No entanto este Jorge confuso não esquadrinhava o bar à procura de mais mulher simplesmente, buscava outra companhia para esquecer a dúvida acesa de um vaga-lume à deriva num ilhéu de separação, se ela dorme e desperta automática como médico plantonista, para mim, virar noite é preferível a madrugar às quatro em ponto da matina, depois aqui na barra do bar o papo com Mahmoud brilha sempre no vozerio das alegrias, estudo árabe com eles hoje decorei ámar arbatashar, lua quatorze, formoso jeito de encantar a menina pois que ela emprestou a lindeza do plenilúnio em décimo quarto dia do islâmico mês.

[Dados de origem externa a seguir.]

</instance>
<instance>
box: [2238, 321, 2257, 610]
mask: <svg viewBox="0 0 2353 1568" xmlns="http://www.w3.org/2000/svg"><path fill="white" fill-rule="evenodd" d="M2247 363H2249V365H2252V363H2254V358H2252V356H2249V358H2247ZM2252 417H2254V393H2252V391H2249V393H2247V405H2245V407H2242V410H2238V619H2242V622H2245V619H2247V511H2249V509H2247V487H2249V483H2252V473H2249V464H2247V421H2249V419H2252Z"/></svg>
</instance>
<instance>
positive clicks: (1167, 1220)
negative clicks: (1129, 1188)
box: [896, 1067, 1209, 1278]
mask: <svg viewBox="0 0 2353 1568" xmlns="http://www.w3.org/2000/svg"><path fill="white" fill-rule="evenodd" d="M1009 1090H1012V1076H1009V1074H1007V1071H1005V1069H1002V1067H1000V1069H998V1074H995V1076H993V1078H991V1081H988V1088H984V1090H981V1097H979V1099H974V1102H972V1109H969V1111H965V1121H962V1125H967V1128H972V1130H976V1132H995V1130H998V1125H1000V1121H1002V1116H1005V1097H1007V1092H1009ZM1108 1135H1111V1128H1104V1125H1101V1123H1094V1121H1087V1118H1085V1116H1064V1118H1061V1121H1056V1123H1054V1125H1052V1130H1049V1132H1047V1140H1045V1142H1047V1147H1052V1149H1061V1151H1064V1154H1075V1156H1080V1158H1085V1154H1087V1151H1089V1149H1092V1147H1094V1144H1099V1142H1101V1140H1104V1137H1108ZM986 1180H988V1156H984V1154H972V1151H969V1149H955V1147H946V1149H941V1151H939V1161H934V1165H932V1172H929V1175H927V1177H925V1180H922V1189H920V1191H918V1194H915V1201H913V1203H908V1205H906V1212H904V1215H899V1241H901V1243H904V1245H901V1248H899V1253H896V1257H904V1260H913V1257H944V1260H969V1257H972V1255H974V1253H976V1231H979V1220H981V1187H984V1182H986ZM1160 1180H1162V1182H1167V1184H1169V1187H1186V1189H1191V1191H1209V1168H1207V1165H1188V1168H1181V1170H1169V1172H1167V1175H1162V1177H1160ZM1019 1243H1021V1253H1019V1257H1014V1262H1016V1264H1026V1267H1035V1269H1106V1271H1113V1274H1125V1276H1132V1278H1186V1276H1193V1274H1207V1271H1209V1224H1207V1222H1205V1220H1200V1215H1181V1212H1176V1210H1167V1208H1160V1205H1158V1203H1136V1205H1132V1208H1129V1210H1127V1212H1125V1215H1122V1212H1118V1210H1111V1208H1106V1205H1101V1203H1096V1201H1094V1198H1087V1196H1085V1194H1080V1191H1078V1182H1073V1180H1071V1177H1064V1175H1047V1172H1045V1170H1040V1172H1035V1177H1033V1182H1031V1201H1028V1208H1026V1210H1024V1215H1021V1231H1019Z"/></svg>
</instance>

Naquele instante avizinhou-se de Jorge uma senhorita Anne, mais adorável pela simpatia que pelo padrão-beleza ocidental, atarracada que podia ser considerada outra espécie de lua cheia: escocesa de frugal cabeleira ruiva em rostinho redondo de pele vermelha e risonha, apresentadora de TV em Glasgow, excitando mais e mais sua verve a cada gole de um álcool forte e assim me narrou sua paixão por Ahmed rapagão robusto que ela visitava por oitava vez naquele ano por sorte voava-se direto do Reino Unido ao Reino dos Faraós durante plena revolução dos jasmins sem cruzar pela Praça Tahrir e com ele ela forjava planos de habitar perto do Vale dos Reis compraria um dois-quartos em frente ao rio-deus pela bagatela de trinta mil libras logo em seguida chegou sua amiga Cristina alemã loura septuagenária, também pegadora de egípcios, porém sem nada muito romantizar.

Mudaram-se à mesa de Cristina que entornava espumante e a cada taça virada ficava ainda mais estrábica e disparava sobre a mesa seu mantra copta tonight-I-will-fuck-fuck-fuck batendo uma mão contra a outra em gesto vulgar de cópula, de forma que Jorge em seu íntimo se escandalizou bem.

O namorado de Anne baixou no bar e carregou-a pra dançar.

Momento sublime de Jorge e Cristina a sós.

A septuagenária pediu encarecidamente que Jorge abandonasse a mesa antes da chegada do paquera trintão: Ahmed é bofe ciumento, deus-nos-livre se vir você pelejando em cima de mim, não queima meu filme, seu moço, volta pra barra fingindo que nunca mais me viu.

Jorge comprou um charuto e foi espantar sua caretice com os pernilongos do jardim.